Microkinetic Modeling of Furan Hydrodeoxygenation over Transition-Metal Surfaces

Hydrodeoxygenation (HDO) of biomass-derived oxygenates present in bio-oil is a critical step in their conversion to high-value chemicals and fuels. Furanics represent a significant fraction of the bio-oil and are considered as potential platform chemicals to yield a variety of valuable chemicals. In this study, density functional theory calculations and a descriptor-based microkinetic modeling (MKM) approach were utilized to investigate furan HDO on transition-metal surfaces and predict activity and selectivity for the formation of ring-hydrogenated product like dihydrofuran (DHF), open-chain alcohols, aldehydes, and deoxygenated molecules as a function of carbon (E_C) and oxygen-binding energies (E_O).

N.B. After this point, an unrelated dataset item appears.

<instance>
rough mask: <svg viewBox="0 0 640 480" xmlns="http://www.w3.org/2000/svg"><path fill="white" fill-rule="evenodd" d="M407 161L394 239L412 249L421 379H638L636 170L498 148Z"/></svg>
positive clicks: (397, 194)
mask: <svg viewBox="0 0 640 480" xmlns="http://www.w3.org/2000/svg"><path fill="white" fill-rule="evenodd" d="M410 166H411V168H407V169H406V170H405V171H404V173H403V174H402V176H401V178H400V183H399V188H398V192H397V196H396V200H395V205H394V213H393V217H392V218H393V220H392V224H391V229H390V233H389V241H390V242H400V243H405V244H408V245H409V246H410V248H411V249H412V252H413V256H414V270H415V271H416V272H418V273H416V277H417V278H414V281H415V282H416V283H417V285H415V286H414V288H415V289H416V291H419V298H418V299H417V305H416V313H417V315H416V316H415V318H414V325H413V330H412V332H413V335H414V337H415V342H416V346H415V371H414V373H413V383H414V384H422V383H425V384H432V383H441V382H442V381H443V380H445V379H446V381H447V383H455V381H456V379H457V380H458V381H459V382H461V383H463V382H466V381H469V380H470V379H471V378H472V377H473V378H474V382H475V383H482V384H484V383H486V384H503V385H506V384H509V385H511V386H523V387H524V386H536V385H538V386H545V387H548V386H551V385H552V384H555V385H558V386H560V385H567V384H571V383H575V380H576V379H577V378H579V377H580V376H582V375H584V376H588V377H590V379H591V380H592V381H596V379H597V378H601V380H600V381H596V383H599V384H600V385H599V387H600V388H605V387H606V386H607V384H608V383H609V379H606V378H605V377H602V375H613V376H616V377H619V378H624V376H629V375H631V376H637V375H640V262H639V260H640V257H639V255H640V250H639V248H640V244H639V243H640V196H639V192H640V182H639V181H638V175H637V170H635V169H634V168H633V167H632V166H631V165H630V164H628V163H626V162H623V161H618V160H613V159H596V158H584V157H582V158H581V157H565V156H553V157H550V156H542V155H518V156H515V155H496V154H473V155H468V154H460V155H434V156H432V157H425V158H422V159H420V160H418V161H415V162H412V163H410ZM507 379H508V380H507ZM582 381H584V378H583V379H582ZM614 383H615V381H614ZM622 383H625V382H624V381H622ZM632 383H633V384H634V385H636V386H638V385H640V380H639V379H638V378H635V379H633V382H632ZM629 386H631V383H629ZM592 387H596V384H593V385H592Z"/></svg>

Deoxygenated products were favored at high temperatures and low pressures on surfaces with weak E_C and strong E_O, while alcohols were favored on surfaces with weak E_O and low temperatures. DHF and aldehyde formation were favored at high H₂ pressures and low temperatures on surfaces having very weak oxygen-binding energies and very high carbon/oxygen-binding energies, respectively. Ni had high activity and selectivity toward deoxygenated products in agreement with experimental observations, while Pd and Pt show the highest activity and selectivity toward ring-hydrogenated products. Our MKM analysis was extended to screen single-atom alloy surfaces for HDO activity, and NiFe was found to be a potential deoxygenating catalyst in agreement with previous experimental studies.